This is just my opinion. If you want to stay with your husband and have a successful marriage that will last your whole life, then you need to stop talking to your ex. You should not talk to him. You should not communicate on facebook or email or texts or through friends. You should try and forget that he ever lived. If the thought of doing this is totally unbearable to you and you feel your life would end if you didn't speak to him anymore, then you should leave your husband. 

As the previous post states, you have to try different scenarios out in your mind. Can you live without ever having contact with this person again? What would that life be like? Is that the life you want to live? 

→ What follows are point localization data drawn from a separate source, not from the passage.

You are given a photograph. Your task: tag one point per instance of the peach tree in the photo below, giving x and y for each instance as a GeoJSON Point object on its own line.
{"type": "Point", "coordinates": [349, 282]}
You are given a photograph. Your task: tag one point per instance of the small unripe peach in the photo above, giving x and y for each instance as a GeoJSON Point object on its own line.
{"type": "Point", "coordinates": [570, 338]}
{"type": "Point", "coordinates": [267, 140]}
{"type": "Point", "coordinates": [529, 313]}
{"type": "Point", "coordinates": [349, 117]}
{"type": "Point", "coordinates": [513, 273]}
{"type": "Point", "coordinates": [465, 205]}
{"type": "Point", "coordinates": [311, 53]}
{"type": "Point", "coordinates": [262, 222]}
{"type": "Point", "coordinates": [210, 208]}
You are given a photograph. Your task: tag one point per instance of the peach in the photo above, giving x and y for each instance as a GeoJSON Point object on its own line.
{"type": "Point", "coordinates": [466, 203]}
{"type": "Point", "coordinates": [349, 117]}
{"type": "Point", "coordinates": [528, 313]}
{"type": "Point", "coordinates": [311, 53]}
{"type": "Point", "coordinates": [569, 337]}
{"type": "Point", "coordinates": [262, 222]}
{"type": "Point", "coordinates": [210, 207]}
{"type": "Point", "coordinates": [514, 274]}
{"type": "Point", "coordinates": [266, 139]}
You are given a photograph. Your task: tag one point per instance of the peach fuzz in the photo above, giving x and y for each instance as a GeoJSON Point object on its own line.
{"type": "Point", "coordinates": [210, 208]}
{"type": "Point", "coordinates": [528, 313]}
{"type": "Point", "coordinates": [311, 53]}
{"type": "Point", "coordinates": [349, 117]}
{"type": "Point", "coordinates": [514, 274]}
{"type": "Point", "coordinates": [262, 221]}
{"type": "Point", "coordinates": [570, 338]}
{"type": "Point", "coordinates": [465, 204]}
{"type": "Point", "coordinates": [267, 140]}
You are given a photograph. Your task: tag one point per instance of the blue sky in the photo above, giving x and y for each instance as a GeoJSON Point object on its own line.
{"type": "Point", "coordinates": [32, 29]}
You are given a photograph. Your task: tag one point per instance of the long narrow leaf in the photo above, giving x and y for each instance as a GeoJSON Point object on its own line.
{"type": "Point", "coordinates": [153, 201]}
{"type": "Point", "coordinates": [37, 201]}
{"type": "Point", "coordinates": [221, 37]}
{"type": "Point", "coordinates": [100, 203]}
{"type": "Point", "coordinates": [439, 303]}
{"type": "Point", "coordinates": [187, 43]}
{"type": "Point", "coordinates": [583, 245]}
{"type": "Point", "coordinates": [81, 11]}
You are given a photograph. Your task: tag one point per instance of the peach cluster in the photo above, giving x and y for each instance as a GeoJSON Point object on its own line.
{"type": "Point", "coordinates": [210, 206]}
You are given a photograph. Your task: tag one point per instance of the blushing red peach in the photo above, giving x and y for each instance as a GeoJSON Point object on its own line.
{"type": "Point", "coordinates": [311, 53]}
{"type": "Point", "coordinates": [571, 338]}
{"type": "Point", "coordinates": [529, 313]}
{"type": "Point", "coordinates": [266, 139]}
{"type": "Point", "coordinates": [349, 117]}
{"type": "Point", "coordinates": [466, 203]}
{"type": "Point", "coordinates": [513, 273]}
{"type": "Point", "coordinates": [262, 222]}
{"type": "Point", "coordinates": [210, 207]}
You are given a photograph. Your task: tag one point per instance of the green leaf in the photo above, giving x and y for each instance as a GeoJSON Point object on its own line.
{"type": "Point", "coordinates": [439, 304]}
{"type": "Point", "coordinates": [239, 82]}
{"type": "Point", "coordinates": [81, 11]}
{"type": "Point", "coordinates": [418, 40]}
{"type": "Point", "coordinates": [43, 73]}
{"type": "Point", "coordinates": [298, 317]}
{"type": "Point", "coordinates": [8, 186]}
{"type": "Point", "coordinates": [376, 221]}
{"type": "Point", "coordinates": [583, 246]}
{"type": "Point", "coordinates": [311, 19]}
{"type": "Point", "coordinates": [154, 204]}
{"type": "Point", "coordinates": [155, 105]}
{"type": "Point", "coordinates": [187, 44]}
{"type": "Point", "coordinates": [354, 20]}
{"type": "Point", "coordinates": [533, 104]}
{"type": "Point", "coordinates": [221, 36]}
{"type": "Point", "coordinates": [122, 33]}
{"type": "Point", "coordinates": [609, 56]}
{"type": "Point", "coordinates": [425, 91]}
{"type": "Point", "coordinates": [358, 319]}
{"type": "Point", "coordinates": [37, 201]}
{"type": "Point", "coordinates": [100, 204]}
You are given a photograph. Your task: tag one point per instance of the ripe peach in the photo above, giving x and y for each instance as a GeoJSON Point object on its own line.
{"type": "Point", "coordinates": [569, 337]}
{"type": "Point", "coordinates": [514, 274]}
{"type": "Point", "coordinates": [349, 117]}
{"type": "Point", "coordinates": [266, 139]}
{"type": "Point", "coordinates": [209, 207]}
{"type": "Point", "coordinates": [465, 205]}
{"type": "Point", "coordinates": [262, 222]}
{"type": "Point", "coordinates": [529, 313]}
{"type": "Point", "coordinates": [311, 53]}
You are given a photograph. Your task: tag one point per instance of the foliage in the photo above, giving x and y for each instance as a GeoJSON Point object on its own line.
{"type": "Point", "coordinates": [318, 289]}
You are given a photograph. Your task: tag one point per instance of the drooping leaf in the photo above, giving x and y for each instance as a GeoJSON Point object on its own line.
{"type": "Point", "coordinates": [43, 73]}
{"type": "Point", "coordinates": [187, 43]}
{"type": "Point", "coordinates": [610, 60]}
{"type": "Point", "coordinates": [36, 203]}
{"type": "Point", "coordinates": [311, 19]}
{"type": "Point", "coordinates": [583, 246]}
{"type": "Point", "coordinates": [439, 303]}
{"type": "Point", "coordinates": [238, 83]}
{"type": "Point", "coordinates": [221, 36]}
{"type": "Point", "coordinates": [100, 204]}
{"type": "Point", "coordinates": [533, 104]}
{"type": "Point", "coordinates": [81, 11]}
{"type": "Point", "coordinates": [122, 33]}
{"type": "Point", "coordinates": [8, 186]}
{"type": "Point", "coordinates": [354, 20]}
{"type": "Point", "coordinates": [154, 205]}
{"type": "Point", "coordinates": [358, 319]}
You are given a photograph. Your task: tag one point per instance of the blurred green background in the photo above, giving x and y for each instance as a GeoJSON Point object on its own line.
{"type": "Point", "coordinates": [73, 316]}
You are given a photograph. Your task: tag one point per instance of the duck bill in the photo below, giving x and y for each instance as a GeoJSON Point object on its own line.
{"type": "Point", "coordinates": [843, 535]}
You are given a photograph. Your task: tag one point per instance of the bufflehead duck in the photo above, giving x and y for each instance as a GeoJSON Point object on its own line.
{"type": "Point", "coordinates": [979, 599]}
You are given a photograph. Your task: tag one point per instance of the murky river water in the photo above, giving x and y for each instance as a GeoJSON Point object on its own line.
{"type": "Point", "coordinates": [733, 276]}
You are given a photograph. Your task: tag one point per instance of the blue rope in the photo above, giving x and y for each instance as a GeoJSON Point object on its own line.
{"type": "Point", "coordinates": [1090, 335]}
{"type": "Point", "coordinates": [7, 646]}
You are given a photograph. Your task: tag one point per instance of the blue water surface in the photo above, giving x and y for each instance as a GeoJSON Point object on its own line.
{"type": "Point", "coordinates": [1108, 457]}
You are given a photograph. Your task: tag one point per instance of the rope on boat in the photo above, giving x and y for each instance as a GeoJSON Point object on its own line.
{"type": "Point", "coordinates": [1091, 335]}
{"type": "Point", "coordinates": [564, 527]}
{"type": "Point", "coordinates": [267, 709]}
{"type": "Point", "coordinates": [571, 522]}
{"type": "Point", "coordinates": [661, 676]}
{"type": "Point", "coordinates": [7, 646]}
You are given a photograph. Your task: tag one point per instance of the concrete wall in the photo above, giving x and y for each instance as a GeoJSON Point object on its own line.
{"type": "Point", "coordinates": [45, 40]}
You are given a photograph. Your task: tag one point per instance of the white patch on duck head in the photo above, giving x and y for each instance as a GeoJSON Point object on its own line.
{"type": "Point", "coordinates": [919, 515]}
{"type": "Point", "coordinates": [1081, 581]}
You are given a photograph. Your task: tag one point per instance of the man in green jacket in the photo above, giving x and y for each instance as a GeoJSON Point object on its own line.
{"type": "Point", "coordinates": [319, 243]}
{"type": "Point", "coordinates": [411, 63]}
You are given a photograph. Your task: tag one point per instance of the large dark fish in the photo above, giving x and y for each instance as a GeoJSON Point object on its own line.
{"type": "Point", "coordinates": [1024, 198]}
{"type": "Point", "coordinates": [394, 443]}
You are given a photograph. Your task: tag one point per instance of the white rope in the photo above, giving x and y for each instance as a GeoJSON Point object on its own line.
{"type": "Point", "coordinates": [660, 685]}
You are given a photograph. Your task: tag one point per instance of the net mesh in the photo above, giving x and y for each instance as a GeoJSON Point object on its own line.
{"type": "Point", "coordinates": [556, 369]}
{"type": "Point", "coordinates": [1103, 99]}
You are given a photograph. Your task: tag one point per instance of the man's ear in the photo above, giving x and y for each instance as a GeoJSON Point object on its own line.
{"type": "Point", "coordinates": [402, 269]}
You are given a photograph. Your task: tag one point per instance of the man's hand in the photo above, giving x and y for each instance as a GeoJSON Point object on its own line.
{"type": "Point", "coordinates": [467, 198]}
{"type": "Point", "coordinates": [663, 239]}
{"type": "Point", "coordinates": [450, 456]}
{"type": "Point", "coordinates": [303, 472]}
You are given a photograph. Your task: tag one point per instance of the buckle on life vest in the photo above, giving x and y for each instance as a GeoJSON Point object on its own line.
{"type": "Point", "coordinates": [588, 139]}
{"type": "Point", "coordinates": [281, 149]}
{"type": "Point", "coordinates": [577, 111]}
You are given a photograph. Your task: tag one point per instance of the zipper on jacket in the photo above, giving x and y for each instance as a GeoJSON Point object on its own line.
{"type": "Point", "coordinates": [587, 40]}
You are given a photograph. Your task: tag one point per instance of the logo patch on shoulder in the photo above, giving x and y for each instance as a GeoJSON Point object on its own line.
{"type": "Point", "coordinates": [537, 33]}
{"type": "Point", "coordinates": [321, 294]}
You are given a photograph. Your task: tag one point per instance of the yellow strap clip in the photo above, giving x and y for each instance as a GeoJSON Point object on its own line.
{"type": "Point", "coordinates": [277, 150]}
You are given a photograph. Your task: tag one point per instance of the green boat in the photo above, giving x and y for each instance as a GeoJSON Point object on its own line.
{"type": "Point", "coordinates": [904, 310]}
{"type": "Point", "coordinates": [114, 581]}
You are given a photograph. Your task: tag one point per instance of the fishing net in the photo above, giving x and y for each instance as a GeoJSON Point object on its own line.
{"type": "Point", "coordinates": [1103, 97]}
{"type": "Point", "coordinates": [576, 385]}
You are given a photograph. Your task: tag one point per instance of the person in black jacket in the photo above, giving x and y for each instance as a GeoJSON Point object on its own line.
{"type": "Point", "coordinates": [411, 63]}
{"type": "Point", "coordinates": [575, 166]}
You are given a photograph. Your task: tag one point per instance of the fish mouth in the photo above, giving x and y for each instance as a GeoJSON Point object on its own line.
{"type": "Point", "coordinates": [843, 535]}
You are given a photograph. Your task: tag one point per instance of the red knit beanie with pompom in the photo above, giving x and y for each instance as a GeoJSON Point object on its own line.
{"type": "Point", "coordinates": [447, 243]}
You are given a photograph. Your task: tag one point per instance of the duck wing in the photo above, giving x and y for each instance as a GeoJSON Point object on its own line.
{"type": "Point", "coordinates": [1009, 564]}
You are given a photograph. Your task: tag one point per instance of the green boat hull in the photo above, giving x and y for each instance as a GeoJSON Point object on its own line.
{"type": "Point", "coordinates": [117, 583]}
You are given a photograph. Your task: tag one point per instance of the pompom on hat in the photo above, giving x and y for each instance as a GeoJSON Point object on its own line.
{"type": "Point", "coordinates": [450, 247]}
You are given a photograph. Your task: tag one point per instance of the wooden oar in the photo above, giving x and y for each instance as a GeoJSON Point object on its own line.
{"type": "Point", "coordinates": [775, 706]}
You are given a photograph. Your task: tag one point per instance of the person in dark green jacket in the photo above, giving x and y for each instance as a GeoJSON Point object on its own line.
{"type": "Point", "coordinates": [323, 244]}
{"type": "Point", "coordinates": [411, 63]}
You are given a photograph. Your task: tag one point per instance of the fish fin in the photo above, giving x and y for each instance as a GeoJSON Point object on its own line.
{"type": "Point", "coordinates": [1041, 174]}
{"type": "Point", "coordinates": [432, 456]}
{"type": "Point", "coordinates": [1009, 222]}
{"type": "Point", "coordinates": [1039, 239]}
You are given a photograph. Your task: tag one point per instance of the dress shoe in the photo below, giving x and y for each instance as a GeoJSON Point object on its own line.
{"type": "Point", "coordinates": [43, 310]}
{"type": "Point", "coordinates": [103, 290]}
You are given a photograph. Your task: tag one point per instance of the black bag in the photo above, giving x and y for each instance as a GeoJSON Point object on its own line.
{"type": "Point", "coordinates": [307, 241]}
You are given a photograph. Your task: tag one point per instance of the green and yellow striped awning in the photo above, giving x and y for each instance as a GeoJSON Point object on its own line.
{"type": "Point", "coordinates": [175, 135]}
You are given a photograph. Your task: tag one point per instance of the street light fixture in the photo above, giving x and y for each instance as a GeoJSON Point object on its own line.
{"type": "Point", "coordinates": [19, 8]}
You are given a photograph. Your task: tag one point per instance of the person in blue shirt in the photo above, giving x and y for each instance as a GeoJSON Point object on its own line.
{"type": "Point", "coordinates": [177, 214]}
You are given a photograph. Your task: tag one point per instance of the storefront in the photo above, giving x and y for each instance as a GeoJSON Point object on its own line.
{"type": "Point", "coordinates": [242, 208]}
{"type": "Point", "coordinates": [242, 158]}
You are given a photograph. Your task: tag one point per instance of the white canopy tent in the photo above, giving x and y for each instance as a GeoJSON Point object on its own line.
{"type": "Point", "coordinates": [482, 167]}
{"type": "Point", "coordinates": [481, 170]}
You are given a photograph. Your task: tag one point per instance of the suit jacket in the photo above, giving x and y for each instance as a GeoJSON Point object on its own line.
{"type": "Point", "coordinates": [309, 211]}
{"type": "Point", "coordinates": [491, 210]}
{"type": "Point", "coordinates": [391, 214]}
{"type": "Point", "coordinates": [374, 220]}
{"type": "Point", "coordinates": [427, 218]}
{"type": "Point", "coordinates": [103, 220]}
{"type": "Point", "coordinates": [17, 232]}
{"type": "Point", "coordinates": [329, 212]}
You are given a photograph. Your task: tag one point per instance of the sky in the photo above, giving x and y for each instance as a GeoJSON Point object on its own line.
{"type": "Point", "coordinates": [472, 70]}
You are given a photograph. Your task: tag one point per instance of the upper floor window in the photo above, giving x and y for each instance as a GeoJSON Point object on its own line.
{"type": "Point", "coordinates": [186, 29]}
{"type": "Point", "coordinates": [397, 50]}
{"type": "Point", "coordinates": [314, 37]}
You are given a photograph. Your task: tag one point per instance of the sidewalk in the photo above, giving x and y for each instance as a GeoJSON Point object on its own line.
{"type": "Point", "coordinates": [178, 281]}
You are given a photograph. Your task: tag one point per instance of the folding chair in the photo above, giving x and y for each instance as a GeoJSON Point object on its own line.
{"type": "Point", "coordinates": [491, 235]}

If your husband means as much to you as a husband should mean, then losing your relationship with the ex in order to save the marriage should be a no brainer. However, if you think you would be miserable without the ex, then you should leave your husband. Even if you and your ex never have another relationship again, it is not fair to your husband and you should leave.

Ask yourself which one of these men you could live without. The answer to that question will tell you what to do.


----------



## onlyhuman (Aug 10, 2011)

Thanks for the responses so far. My H does know everything that is going on. I don't lie to him about hanging out with my ex. We've even all hung out in a group setting (which my H told me was hard b/c I seemed so happy around my ex) I absolutely will never cheat on my H. If it was even getting close to that kind of physical attraction I would walk away from my marriage before I disrespected him like that. I've been down that road once and I'll never go back!

I understand that it should be as simple as just thinking about who I can and can't live without...but there are a lot of conflicts going on in my head. I can't imagine not being married to my H and together with my son as a family. I completely cut off all communication with my ex (no fb, no texts, nothing), but I still thought about him all the time. I feel like that isn't normal...it's extremely frustrating for me.


----------



## SimplyAmorous (Nov 25, 2009)

I so agree with Homemaker & Chickie's advice above. 

After the cutting of the EX off -you need to make some new "exciting" memories with your husband, do something unexpected! Plan a special romantic vacation -just the 2 of you, need to stir & revive what you had between the 2 of you.

If the shoes were reversed, would you be insanely jealous if he was talking to an old flame and felt this way about her -being OPEN with you? If so, you have "something" to work with , you will get through this. 

If not, I think you better move on, and allow him to find a woman who can love & cherish him the way we all need in a marraige.


----------